Re: [eigen] Issues regarding Quaternion-alignment and const Maps

[ Thread Index | Date Index | More Archives ]

2010/7/13 Gael Guennebaud <gael.guennebaud@xxxxxxxxx>:
> Hi,
> thanks for the patch that I've just applied together with a small
> bench in bench/quatmul.cpp which bench at the same time float/double
> and with/without vectorization


> regarding the original topic it seems we agreed upon adding an Options
> template parameter to Quaternion and other related geometric classes.

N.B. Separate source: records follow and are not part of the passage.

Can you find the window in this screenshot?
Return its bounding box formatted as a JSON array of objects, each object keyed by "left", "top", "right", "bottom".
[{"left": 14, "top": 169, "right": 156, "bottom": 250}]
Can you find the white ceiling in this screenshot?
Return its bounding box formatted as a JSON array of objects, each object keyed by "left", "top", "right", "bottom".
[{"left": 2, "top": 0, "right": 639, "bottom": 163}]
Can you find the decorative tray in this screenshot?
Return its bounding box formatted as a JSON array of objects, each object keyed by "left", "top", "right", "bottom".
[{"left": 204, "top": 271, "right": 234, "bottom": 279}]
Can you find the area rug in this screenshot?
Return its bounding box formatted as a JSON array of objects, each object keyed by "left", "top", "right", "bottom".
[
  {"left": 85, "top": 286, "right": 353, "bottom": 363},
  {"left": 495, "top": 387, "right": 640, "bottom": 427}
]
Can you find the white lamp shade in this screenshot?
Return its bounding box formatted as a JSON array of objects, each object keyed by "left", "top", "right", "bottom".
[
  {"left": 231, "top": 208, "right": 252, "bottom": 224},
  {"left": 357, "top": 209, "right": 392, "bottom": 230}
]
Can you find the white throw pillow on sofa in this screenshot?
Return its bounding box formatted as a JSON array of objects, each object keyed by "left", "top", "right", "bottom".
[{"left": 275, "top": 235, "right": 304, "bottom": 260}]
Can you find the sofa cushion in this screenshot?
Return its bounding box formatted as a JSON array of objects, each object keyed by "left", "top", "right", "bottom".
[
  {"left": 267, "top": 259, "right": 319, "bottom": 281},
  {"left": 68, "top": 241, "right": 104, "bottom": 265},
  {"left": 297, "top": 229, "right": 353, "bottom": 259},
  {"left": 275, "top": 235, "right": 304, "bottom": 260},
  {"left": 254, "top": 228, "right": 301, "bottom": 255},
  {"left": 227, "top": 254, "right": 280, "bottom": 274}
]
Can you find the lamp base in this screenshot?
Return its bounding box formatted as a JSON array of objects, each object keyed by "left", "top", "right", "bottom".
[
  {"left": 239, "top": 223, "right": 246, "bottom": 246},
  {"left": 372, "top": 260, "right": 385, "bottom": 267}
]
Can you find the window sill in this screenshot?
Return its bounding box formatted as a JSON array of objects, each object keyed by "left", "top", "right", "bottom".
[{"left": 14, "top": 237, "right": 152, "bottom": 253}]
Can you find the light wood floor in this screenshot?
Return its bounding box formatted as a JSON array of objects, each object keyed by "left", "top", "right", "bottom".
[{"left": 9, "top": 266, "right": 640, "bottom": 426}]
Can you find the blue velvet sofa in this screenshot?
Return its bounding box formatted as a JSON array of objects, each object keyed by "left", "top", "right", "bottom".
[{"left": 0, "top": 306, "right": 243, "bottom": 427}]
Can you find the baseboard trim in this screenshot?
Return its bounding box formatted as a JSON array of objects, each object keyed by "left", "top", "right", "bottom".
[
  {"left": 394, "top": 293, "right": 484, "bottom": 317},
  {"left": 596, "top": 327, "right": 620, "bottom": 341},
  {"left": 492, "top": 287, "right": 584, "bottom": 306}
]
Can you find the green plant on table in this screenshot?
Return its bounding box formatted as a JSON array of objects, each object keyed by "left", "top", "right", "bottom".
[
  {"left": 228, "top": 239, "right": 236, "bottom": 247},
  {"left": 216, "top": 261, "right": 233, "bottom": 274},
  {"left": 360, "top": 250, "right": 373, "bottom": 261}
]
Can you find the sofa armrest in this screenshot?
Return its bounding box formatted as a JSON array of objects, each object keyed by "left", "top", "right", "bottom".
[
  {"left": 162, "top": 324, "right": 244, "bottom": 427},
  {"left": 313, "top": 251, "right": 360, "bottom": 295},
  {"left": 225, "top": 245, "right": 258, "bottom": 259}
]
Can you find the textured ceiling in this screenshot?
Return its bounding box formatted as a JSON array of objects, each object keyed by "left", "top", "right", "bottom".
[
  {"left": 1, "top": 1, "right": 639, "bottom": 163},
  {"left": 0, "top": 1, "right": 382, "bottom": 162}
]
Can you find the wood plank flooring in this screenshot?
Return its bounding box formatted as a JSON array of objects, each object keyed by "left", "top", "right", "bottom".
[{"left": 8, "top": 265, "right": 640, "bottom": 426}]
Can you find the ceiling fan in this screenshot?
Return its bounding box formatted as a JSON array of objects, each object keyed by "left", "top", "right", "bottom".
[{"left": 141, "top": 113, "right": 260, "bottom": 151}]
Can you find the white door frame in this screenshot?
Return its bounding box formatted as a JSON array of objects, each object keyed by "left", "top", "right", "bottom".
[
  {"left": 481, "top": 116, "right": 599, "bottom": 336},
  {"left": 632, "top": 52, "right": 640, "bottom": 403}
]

OK, Indeed I agree that's a good idea.

> About the constness issue, Benoit what do you think about the proposal
> that emerged ?

I don't think that we have to, or that it's OK to accept instantiating
twice more code to be const-correct (except if it's ONLY for the 3.0
release, see below). The issue is not only about build times, it also
is about resulting executable size.

We  should be able to be const-correct without instantiating twice
more code. Sure we _have_ to instantiate twice more templated types at
some level, but the trick is that we should be able to make that level
contain very little code.

For example, what do you think about having Block<T> just inherit
Block<const T> ? Then, if we have some Expression class, there are two

 * if Expression is a rvalue expression, we could make sure to only
ever instantiate Expression<Block<const T> >, never
Expression<Block<T> >. This could be done by introducing a template
helper ei_rvalue_base<T> that would return just T in the generic case,
and that would be specialized so that ei_rvalue_base<Block<T> >
returns ei_rvalue_base<Block<ei_const<T> >   (this is no proper C++,
just pseudo code).

 * if Expression is a lvalue expression, we basically fall into the
discussion we recently had about unifying the code for direct-access
expressions. By the way, at that time it escaped to me that plain
matrices, themselves, should be unified with other direct-access
expressions! Anyway, this issue is more far-reaching.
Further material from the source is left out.